Никакого ответа. Полковник напряженно слушал, не прозвучит ли в тишине звук взводимого курка. Он прекрасно знал биографию уголовника. Тот уже четыре года был в розыске. На нем висели три убийства. Из тридцати восьми лет своей жизни он отсидел пятнадцать. Последний его срок был восемь лет. Семь месяцев назад его на свою беду опознал милиционер на входе в метро; Шило убил милиционера, выстрелив ему в голову из пистолета со спиленными номерами, и даже не изменил маршрута. Он съехал по эскалатору вниз, сел в поезд и спокойно уехал. Была там и еще одна подробность, о которой полковник тоже знал. Самообладание уголовника было таково, что он совершенно не забеспокоился в тот момент, когда автомат по непонятной причине отказался считывать информацию с его билета и переключать красный на зеленый. Не обращая никакого внимания на крики ужаса, раздававшиеся перед входом в метро, где лежал, истекая кровью, смертельно раненый милиционер, Шило обратился с жалобой к дежурной по станции, которая подошла к нему, взяла у него из рук билет и провела по считывающему устройству. Все это зафиксировала камера наблюдения.
— Тут я, — негромко сказал Шило, высовываясь в коридор из комнаты. Ствол в его руках поднялся, и его черная дыра смотрела в сторону двери. Шило боялся, что полковник подманит его к двери, с той стороны которой уже стояли спецназовцы с бронебойными винтовками. Они завалят его, стреляя через дверь. Поэтому он не подходил к двери и тоже напряженно прислушивался к каждому звуку. Так они играли с полковником в кошки-мышки.
— Шило, давай заканчивать, — по-свойски предложил полковник. — Я гарантирую тебе безопасность, если ты сдашься в ближайшие пять минут.

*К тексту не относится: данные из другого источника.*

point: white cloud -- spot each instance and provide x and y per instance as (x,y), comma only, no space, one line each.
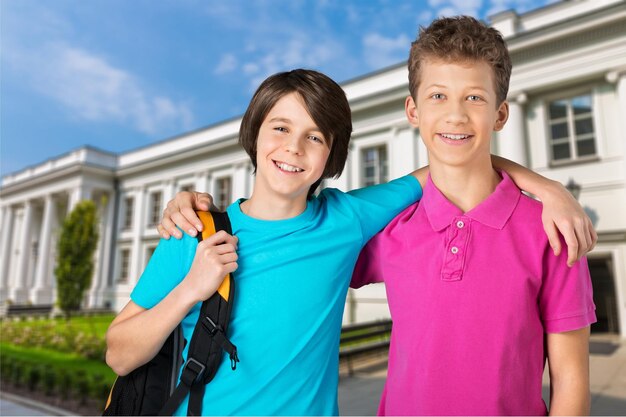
(456,7)
(227,64)
(380,51)
(93,89)
(298,52)
(520,6)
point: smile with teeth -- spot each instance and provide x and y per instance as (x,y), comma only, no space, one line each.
(453,136)
(286,167)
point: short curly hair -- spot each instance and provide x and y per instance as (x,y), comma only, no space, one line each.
(461,39)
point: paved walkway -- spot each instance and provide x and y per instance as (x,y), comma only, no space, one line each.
(360,393)
(13,405)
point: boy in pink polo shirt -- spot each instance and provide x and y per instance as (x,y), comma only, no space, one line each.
(478,300)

— А десять лет ты мне тоже гарантируешь?
— Это как суд решит, — сказал полковник. — Но если обойдемся без крови и заложники останутся целы, мы сможем кое о чем попросить судью… Ты нас знаешь. Все будет учтено, Шило.
Шило наклонил свою бритую голову с большим горбатым носом. Лоб у него был как будто стесан назад. Голова у него была непропорционально-маленькая относительно огромного тела. Он знал эту особенность своего строения и объяснял ее тем, что для его жизни мозгов много не нужно… да в маленькую голову и труднее попасть. Глаза на лице были узкие, лоб в морщинах. Сзади, за его спиной, в разгромленной комнате, со связанными за спиной руками сидели на полу двое его собутыльников, которых он, сам не зная зачем, взял в заложники. Взять с них было нечего. На столе у окна стояли недопитая бутылка водки, стаканы, банка с маринованными помидорами, открытая банка рыбных консервов. В окно был виден заставленный барахлом балкон с ржавыми прутьями и зеленой ребристой пластмассой.